The Star of the Frontier

by ritualofoak

Pollan, Michael.  2002.  The Botany of Desire.  pg. 3-58. Random House, Toronto, Canada.

Today I learned everything I didn’t know I wanted to know about the advent of apple culture in North America. I also learned a lot about Johnny Appleseed. A character in American mythology that doesn’t get the same kind of reverence in Canada as far as I know. I am, however, familiar with the tendency mankind has to sanctify it’s providers. Michael Pollan speaks at length about the contrasting pictures of John Chapman. One the Christian saint of the frontier. Fervent holy man, and tamer of the wild. The other, “the American Dionysus” (pg. 39) a more innocent and mild ‘child’ of the Greek icon.

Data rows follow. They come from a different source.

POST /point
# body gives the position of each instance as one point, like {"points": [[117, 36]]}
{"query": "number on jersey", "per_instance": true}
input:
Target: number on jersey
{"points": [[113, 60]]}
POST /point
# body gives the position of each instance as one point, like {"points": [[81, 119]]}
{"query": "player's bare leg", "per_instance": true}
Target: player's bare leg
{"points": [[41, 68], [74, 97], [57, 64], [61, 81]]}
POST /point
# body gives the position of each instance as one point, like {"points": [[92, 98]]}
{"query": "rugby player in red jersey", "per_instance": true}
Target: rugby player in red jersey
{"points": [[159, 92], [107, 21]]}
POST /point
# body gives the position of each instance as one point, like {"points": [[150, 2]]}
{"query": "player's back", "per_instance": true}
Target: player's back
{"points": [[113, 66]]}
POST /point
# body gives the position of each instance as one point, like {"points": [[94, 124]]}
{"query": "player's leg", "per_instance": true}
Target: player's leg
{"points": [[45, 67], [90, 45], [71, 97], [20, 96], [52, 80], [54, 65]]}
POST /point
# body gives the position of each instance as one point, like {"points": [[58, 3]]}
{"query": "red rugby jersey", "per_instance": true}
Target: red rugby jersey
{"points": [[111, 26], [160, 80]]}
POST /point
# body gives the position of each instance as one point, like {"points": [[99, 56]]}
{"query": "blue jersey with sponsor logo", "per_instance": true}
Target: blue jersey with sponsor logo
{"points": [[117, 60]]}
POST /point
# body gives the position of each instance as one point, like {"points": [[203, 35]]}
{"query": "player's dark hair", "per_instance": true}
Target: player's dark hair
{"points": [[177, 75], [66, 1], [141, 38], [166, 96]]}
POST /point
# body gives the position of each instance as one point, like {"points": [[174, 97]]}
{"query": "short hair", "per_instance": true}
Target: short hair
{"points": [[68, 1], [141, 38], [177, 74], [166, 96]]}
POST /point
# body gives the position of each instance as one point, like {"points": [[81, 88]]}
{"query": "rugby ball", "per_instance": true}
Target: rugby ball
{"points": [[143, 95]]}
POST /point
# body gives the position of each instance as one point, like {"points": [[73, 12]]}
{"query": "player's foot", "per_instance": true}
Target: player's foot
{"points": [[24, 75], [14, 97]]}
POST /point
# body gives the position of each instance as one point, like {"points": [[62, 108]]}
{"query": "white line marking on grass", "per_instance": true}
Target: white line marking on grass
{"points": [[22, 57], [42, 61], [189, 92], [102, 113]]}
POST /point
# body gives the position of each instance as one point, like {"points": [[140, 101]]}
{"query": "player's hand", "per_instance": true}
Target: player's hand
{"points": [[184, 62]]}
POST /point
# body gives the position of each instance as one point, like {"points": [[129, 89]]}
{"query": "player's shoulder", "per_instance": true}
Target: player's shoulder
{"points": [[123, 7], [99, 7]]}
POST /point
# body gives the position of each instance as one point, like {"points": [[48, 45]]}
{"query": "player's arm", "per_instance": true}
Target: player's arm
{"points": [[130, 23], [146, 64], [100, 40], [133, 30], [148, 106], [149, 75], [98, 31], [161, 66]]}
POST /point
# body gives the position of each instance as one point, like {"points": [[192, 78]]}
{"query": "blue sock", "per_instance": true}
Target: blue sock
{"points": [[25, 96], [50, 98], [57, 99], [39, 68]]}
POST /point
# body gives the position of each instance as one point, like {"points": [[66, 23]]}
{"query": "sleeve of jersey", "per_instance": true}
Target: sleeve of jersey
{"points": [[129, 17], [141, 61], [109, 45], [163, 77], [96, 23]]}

The sanctification doesn’t end with Chapman, however, Pollan explains that apples themselves have undergone a significant shift in public opinion in their time in North America.

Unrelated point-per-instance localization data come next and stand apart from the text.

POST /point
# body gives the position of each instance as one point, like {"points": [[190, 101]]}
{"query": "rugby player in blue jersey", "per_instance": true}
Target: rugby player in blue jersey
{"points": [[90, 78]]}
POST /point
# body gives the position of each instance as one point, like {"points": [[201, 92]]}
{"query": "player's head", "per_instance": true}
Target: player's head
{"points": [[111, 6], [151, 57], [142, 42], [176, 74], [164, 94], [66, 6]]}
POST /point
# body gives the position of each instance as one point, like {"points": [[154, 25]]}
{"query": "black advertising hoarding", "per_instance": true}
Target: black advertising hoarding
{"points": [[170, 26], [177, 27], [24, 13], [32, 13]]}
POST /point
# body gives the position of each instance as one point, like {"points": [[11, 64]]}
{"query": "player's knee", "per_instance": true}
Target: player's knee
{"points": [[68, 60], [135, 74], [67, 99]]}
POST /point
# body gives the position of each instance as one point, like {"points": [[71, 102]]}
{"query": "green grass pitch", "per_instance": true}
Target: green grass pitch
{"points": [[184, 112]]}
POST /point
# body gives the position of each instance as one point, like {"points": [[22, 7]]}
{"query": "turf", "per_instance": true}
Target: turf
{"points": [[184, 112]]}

Apples weren’t always so generously thought of as doctor deterrent. An apple a day actually came about around the time of the prohibition as an attempt by apple farmers to save their livelihoods. The transition from primarily growing apples for cider to primarily growing apples for eating was partly a result of the prohibition era. Cider had served the frontier well when it provided something safe to drink, but as America moved towards civilization, apples needed to adapt again.

Pollan talks about how John Chapman was able to make a big difference on the frontier by planting apples the way that he did. Since he was planting seeds with the intention of selling orchards to new coming settlers genetic diversity among the apple orchards flourished. This allowed the apple trees to adapt to the new world, to become American in their own right. In fact Pollan mentions that apples became so important to the frontier, and then further to North American civilization that they recieved a treatment like no other fruit. “How many other fruits do we call by their Christian names?” (pg. 47) That struck a tone with me. Apples had become so important to us that they were worthy of names.

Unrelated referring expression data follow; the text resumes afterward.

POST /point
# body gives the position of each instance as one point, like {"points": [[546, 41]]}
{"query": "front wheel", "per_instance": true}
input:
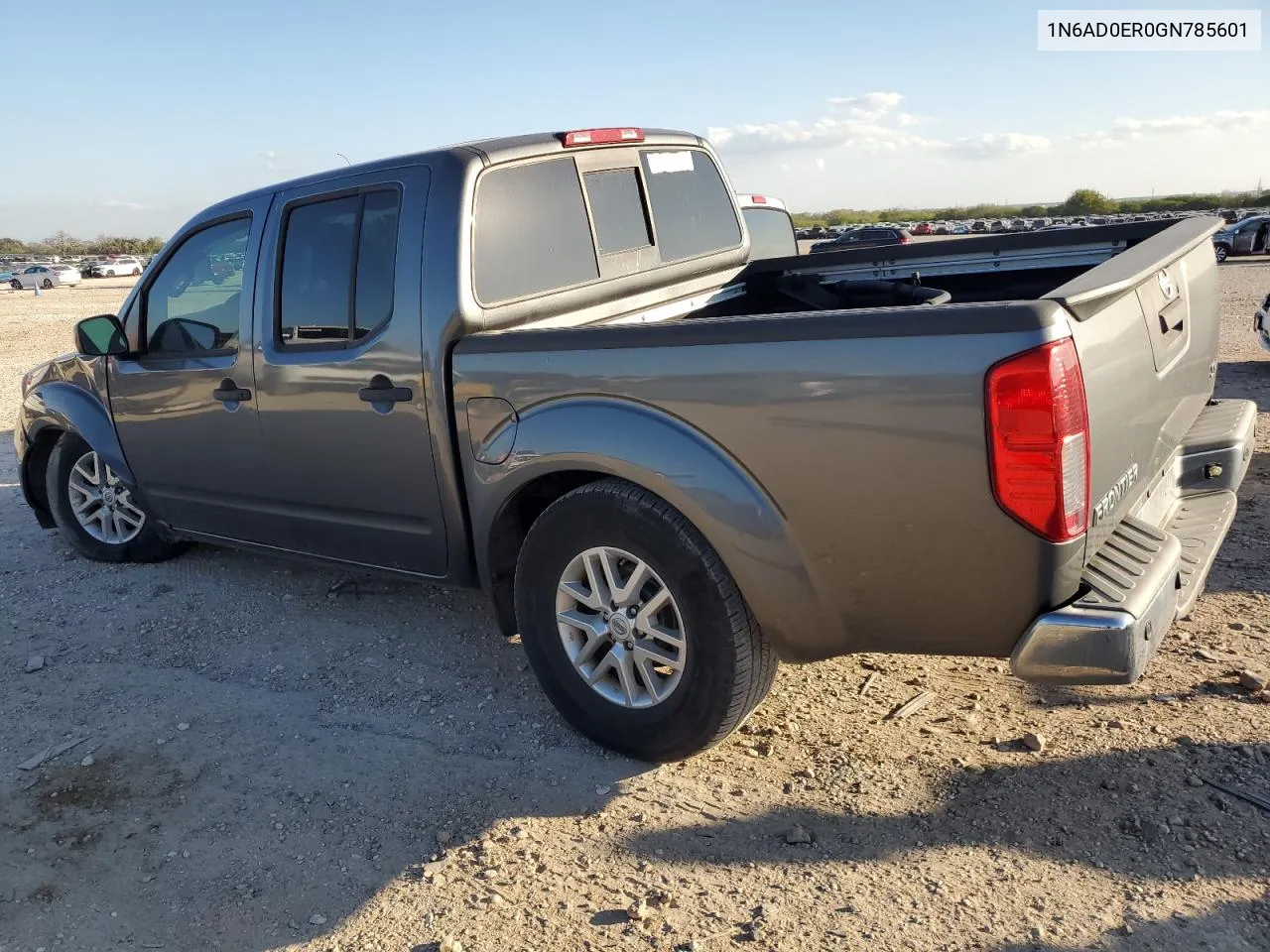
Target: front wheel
{"points": [[634, 627], [96, 513]]}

I really enjoyed this reading as Pollan really does have a special way with dragging me into his stories. When I first opened up the chapter and realized how much of it would be dedicated to Johnny Appleseed, I sighed and thought that maybe I would write this post on the chapter later on in the book about the potato. Yet, as I closed the last page of the first chapter, I had come to realize the significance of this hardy fruit.

And to be quite frank, had developed a desire on my tongue for a little bit of that sweet cider.